Membedah “Koleksi” Hendra Gunawan
Membedah “Koleksi” Hendra Gunawan
Oleh WAHYUDIN
“Kebenaran nomor satu, baru kebagusan.”
—S. Sudjojono (1946)
Buku Jejak Lukisan Palsu Indonesia (Jakarta: Perkumpulan Pencinta Senirupa Indonesia, 2014) mencantumkan kata-kata “Bapak Seni Lukis Indonesia Baru” itu (hlm. v) sebagai falsafah—kalau bukan sandaran moral—penerbitannya. Celakanya, sejumlah penghayat seni rupa di Tanah Air justru mencurigai kebenaran “Koleksi” di buku suntingan jurnalis-kritikus seni rupa berida Bambang Bujono ini.

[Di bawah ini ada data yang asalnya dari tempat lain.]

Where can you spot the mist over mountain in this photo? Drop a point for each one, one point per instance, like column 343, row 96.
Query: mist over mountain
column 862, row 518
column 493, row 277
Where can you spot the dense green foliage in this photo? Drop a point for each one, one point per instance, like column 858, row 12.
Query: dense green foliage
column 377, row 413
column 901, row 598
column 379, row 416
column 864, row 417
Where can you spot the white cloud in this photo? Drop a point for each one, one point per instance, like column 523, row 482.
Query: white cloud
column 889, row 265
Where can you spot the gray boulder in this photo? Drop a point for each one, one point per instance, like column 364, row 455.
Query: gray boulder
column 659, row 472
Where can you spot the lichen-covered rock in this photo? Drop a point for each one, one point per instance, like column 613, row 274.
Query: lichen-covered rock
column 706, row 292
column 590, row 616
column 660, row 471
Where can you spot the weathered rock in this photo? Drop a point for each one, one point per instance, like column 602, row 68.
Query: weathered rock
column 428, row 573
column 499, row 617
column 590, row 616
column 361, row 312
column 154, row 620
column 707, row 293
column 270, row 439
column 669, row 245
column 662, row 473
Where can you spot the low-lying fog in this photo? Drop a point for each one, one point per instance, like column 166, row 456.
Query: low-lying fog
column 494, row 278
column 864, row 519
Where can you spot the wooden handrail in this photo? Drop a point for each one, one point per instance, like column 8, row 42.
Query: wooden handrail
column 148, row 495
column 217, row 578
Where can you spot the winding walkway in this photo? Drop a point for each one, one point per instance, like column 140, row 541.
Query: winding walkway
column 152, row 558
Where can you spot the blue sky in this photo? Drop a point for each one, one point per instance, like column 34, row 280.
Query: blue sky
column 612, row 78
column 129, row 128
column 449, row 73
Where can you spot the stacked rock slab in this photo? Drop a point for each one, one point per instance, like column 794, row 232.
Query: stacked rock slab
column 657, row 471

“Koleksi” adalah 42 halaman yang memuat reproduksi 46 lukisan 5 pelukis besar Indonesia—yaitu Affandi (7 lukisan, hlm. 41-47), Hendra Gunawan (20 lukisan, hlm. 256-275), Lee Man Fong (1 lukisan, hlm. 40), S. Sudjojono (14 lukisan, hlm. 228-241), dan Soedibio (4 lukisan, hlm. 162-165).

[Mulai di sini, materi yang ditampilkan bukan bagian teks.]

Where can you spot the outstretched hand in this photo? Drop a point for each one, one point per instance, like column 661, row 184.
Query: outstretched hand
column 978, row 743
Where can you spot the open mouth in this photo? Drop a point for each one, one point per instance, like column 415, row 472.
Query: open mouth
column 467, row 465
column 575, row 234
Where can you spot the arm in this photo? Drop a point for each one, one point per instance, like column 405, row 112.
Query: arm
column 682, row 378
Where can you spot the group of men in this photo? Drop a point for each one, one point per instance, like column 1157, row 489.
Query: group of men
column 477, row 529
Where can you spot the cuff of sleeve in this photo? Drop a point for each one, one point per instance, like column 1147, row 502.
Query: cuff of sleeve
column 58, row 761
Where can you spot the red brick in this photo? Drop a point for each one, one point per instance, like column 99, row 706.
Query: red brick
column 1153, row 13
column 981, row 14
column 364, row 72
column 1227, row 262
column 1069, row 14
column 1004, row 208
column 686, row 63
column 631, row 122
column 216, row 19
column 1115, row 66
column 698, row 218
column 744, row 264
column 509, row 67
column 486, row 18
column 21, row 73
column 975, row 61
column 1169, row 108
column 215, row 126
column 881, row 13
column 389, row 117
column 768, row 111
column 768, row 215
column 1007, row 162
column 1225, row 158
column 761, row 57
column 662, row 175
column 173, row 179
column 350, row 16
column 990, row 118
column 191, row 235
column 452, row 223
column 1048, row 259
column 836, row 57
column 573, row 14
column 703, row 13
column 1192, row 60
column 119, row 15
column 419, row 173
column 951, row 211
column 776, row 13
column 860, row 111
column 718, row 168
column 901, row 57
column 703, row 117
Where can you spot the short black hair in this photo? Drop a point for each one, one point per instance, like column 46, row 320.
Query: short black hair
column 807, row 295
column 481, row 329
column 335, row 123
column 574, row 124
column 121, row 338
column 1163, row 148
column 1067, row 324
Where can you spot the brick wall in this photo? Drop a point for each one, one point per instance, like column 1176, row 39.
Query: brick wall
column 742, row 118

Sepelacakan saya sekira satu tahun setelah Jejak Lukisan Palsu Indonesia terbit, ada dua orang yang sangat serius mencurigai “Koleksi” tersebut—yaitu Enin Supriyanto via “Membiarkan Lubang Menganga, Terperosok Sendiri: Pelajaran (Lagi) dari Buku Jejak Lukisan Palsu Indonesia” (Kalam 27/2015. Buka http://salihara.org/kalam/current-issue/) dan hendrotan lewat status-status di Facebook (baca, misalnya, https://www.facebook.com/hendrotanhendro?fref=nf, 21 Agustus 2015, pukul 6:48 dan 10:57 WIB, dan 28 Agustus 2015, pukul 9:22 WIB) dan komentar-komentar pendek di blog pribadinya (lihat, misalnya, http://hendrotan.blogspot.com/2015/08/bukunya-ppsi-jejak-lukisan-palsu.html).

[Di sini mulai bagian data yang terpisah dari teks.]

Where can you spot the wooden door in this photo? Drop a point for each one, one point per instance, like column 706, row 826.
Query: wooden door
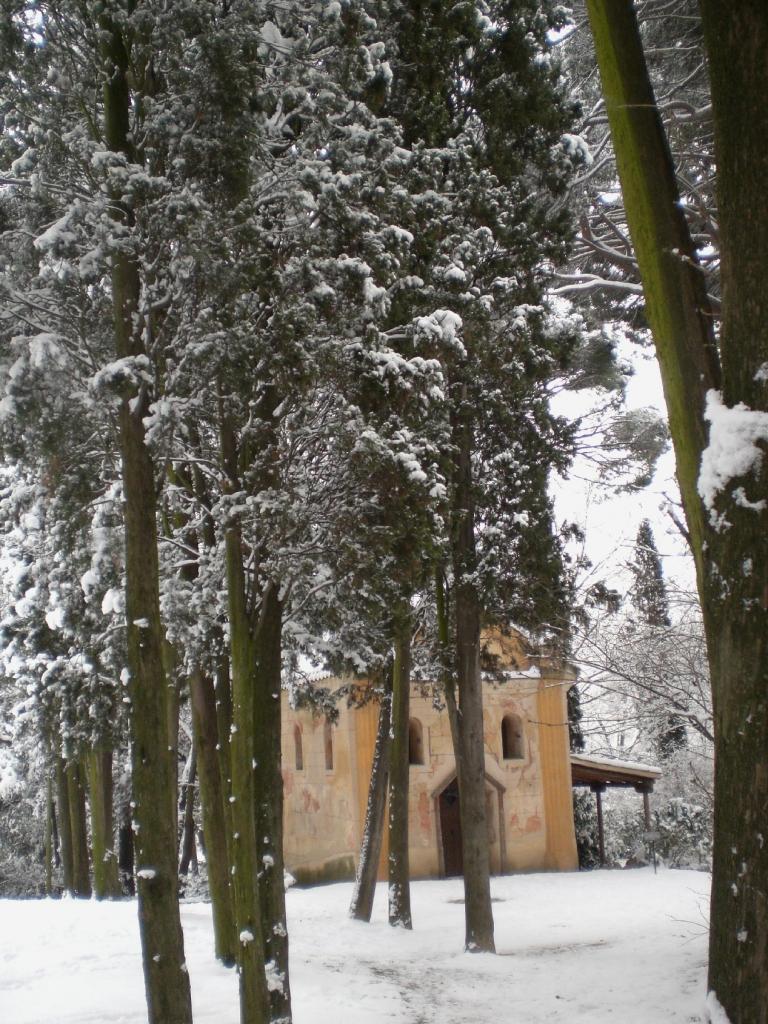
column 451, row 830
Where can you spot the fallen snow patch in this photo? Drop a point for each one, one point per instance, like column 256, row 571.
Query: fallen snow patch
column 732, row 450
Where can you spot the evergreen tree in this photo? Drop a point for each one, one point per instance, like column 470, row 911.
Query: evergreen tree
column 648, row 594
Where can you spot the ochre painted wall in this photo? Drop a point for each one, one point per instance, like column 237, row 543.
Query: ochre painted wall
column 528, row 799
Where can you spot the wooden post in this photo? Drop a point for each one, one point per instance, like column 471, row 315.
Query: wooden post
column 646, row 808
column 598, row 788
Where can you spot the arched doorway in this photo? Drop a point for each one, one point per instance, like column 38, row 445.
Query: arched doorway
column 449, row 837
column 451, row 830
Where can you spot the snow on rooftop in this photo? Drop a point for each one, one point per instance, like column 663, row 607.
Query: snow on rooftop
column 614, row 764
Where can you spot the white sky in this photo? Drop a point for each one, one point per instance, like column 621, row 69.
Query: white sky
column 611, row 520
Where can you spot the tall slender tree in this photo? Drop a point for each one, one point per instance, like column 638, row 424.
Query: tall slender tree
column 719, row 422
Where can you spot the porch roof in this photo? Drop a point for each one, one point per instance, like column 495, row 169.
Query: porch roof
column 610, row 771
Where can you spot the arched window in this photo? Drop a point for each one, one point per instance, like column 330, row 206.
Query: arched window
column 415, row 742
column 513, row 738
column 329, row 741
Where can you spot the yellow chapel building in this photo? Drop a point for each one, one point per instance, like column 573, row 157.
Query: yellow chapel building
column 327, row 768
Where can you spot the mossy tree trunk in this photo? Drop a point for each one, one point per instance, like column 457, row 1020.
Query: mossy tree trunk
column 676, row 302
column 398, row 867
column 81, row 880
column 736, row 38
column 267, row 732
column 254, row 996
column 361, row 903
column 154, row 770
column 65, row 825
column 105, row 881
column 50, row 811
column 732, row 558
column 470, row 754
column 212, row 800
column 188, row 852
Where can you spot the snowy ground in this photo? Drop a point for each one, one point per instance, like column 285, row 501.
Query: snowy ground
column 601, row 947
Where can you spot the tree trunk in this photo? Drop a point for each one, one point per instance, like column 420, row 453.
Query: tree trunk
column 470, row 756
column 125, row 851
column 676, row 302
column 732, row 559
column 188, row 854
column 154, row 771
column 65, row 825
column 736, row 594
column 215, row 827
column 105, row 881
column 254, row 997
column 268, row 781
column 81, row 880
column 373, row 832
column 399, row 768
column 449, row 680
column 50, row 811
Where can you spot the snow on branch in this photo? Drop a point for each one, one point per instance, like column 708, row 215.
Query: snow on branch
column 733, row 451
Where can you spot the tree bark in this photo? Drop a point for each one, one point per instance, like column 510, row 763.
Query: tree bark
column 125, row 851
column 399, row 876
column 736, row 589
column 373, row 830
column 732, row 557
column 677, row 306
column 154, row 770
column 50, row 810
column 254, row 996
column 215, row 826
column 268, row 781
column 470, row 755
column 81, row 880
column 105, row 881
column 188, row 853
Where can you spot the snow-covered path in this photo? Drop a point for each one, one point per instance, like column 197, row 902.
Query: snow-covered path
column 601, row 947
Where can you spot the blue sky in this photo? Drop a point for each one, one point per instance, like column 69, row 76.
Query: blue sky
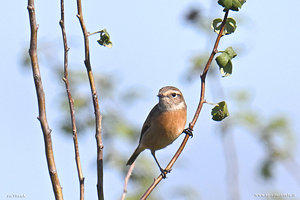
column 152, row 48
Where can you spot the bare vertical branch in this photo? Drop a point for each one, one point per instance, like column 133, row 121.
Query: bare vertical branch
column 126, row 180
column 192, row 123
column 41, row 103
column 98, row 116
column 71, row 101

Oleh karena itu, agar kecurigaan tersebut tak menjadi sekadar skeptisisme teka-teki yang mengharu-biru di media sosial dan “Koleksi” itu tak mengeras sebagai korpus tertutup dengan klaim kebenaran yang manasuka—berbekal “ilmu bedah” yang “diajarkan” para penulis buku Jejak Lukisan Palsu Indonesia—saya akan membedah “Koleksi” Hendra Gunawan di sini.
Saya akan “membedah”-nya—menggunakan teknik “bedah ringan” dan “sayatan perbandingan”—dengan referensi pembanding buku Agus Dermawan T. dan Astri Wright Hendra Gunawan: A Great Modern Indonesian Painter (selanjutnya ditulis Hendra Gunawan …) terbitan Ir Ciputra Foundation Jakarta, 2001.
***
Mengikuti pendapat Seno Joko Suyono (hlm. 88), tersebab “biografi pelukis kita dan karyanya belum lengkap didata,” maka terciptalah “ruang kosong dalam sejarah seni lukis kita” yang memungkinkan “jaringan perdagangan lukisan palsu” beroperasi dengan gampang dan leluasa. Kita garis bawahi istilah “ruang kosong” dari jurnalis Tempo itu.
Hendra Gunawan adalah salah seorang maestro kita yang memiliki “ruang kosong” itu. Sebagaimana catatan Seno (hlm. 91), “ruang kosong” pendiri Pelukis Rakjat (1947) itu berlangsung “sekitar 13 tahun (akhir 1965-15 Mei 1978) masa Hendra dipenjara di Kebon Waru, Bandung.” Dari “ruang kosong” itu, Seno mensinyalir, “banyak karya tidak autentik Hendra diperdagangkan.”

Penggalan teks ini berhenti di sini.